Chronic endurance exercise is a therapeutic strategy in the treatment of non-alcoholic fatty liver disease (NAFLD). Metabolic, cardiorespiratory, and endocrine pathways targeted by chronic endurance exercise have been identified; however, the specific cellular and molecular pathways modified by exercise in the steatotic liver remain unresolved. In this study, we show hepatic gene expression, and the structure, characteristics, and clinical differences between sedentary and exercised mice, by an endurance exercise model with wheels with a controlled velocity that allows for the quantification of a human-relevant endurance "dosage," after exposure to regular and high-fat diet. Chronic exercise modified the transcription of hepatic genes related to liver nuclear receptors, cell growth, fibrosis, inflammation, and oxidative stress, and decreased the amount of lipid accumulation in the liver.
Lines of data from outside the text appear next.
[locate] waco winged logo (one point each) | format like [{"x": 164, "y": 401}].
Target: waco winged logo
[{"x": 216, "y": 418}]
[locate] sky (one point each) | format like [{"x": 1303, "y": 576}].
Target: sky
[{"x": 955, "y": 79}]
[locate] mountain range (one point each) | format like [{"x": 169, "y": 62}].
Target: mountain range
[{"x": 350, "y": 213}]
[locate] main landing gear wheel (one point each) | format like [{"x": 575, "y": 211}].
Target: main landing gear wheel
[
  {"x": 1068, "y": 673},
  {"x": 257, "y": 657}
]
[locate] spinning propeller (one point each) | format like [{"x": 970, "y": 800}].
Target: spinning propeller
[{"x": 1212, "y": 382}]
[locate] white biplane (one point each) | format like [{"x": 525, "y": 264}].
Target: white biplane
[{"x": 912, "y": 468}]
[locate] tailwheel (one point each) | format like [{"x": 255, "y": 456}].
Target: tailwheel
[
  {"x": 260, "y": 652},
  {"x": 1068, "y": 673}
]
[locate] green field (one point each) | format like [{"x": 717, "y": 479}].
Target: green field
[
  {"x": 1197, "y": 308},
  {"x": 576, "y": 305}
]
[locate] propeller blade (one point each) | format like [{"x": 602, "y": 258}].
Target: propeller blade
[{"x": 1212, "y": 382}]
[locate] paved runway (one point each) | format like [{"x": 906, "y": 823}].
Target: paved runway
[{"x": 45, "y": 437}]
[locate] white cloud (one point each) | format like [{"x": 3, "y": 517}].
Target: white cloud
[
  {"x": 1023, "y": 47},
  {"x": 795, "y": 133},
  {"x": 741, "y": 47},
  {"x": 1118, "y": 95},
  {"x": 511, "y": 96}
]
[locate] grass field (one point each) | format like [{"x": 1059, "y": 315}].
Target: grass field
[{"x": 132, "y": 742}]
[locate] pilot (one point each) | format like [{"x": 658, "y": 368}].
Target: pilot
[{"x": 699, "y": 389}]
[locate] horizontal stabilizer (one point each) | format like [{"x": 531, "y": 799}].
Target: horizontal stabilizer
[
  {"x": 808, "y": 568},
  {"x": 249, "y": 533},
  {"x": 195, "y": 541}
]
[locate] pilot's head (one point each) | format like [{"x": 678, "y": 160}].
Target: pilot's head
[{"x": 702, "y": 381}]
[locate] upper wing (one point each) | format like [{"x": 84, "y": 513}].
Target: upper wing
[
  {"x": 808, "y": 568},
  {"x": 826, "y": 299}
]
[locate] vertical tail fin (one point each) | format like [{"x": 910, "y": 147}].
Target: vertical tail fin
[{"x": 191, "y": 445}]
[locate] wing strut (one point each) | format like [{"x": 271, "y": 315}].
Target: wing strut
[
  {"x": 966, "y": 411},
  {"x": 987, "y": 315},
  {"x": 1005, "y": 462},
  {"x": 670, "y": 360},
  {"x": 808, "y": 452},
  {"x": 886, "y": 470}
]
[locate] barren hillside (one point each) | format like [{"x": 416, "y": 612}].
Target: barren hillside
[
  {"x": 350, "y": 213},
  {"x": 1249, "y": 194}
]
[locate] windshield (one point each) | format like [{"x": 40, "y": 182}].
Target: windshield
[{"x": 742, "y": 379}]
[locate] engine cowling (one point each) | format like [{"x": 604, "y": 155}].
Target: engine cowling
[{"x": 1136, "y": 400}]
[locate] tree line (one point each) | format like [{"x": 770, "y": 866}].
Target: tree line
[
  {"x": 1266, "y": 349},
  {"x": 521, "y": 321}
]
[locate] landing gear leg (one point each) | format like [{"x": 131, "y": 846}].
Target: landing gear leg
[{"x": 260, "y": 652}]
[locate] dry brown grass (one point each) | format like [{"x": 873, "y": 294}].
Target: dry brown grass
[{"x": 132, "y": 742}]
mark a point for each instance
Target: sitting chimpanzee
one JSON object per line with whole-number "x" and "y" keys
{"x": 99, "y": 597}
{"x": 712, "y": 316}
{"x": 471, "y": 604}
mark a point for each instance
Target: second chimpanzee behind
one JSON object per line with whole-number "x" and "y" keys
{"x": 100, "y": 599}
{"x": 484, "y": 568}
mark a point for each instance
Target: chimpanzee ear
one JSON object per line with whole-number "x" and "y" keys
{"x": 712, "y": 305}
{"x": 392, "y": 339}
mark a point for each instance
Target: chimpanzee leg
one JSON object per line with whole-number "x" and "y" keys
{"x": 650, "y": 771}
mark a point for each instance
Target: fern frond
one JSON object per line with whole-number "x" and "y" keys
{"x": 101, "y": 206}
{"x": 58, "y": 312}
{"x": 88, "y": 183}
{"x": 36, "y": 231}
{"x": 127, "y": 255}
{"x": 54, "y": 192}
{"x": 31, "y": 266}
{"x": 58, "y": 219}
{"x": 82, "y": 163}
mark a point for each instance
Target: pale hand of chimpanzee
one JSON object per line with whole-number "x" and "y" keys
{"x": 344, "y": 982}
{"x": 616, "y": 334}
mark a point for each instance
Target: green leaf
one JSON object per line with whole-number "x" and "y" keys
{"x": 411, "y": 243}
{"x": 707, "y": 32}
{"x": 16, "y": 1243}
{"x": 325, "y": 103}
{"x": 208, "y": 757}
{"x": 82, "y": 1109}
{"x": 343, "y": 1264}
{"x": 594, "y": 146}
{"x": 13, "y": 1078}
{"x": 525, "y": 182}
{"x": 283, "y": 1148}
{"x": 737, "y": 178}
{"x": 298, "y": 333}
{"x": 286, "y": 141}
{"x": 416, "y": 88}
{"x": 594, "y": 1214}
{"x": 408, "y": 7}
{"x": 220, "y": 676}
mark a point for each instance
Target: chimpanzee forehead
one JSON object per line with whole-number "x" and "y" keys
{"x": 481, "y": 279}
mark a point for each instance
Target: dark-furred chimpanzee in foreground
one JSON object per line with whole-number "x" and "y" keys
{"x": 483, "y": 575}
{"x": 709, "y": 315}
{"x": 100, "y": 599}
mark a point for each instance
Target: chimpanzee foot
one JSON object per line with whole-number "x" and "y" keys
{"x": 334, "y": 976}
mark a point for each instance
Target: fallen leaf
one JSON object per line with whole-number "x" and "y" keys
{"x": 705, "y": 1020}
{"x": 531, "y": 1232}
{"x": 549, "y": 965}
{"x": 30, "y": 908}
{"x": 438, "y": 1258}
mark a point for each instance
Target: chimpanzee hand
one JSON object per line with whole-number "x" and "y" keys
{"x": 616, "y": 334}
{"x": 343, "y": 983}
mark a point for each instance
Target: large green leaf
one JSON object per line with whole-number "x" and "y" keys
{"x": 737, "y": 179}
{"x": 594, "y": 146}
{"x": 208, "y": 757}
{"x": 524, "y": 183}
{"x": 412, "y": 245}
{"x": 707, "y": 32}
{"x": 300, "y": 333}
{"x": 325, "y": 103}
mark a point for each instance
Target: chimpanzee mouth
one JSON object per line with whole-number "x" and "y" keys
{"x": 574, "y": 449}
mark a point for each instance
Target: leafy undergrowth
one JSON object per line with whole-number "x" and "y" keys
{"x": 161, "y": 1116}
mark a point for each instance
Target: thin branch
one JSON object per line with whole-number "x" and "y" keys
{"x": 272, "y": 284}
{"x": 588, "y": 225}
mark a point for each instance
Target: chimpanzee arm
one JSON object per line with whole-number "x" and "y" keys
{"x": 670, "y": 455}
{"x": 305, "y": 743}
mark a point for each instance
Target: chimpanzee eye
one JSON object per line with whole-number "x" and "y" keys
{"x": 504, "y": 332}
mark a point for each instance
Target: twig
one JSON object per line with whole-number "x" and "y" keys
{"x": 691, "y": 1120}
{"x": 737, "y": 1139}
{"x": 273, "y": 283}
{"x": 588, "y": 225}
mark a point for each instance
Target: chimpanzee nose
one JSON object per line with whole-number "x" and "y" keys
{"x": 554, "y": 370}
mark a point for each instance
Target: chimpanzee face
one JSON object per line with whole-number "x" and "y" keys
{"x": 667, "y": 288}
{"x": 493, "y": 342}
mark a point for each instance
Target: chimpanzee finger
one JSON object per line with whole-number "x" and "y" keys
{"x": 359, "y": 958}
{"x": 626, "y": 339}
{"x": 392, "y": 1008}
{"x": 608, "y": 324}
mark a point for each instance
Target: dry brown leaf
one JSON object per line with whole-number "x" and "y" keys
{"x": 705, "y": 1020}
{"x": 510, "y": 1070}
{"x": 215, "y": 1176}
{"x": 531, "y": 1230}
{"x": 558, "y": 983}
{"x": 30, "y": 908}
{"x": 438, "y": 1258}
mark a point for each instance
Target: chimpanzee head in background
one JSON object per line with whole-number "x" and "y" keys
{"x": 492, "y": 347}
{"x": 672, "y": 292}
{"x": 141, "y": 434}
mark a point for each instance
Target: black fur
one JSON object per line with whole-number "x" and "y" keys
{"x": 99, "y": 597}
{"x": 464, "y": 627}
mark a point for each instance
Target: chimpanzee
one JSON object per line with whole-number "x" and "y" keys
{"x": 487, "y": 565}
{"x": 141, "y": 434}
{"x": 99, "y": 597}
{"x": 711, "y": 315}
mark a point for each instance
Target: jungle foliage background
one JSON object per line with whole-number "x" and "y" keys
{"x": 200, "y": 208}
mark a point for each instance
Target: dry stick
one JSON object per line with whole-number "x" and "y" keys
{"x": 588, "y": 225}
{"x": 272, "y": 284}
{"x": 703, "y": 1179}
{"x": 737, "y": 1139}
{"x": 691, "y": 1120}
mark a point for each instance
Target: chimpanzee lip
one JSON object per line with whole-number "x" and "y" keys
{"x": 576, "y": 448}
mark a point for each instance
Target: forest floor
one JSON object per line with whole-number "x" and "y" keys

Moreover, the combination of endurance training with the change in diet differentially modified the genetic expression of the biomarkers relative to the separate interventions. Even though exercise by itself showed counteract NAFLD development, the combined intervention was sufficient to convert the structure and clinical aspects of the liver from steatotic to healthy. Given our findings, the combination of endurance exercise and change in diet should be considered a therapeutic option for NASH.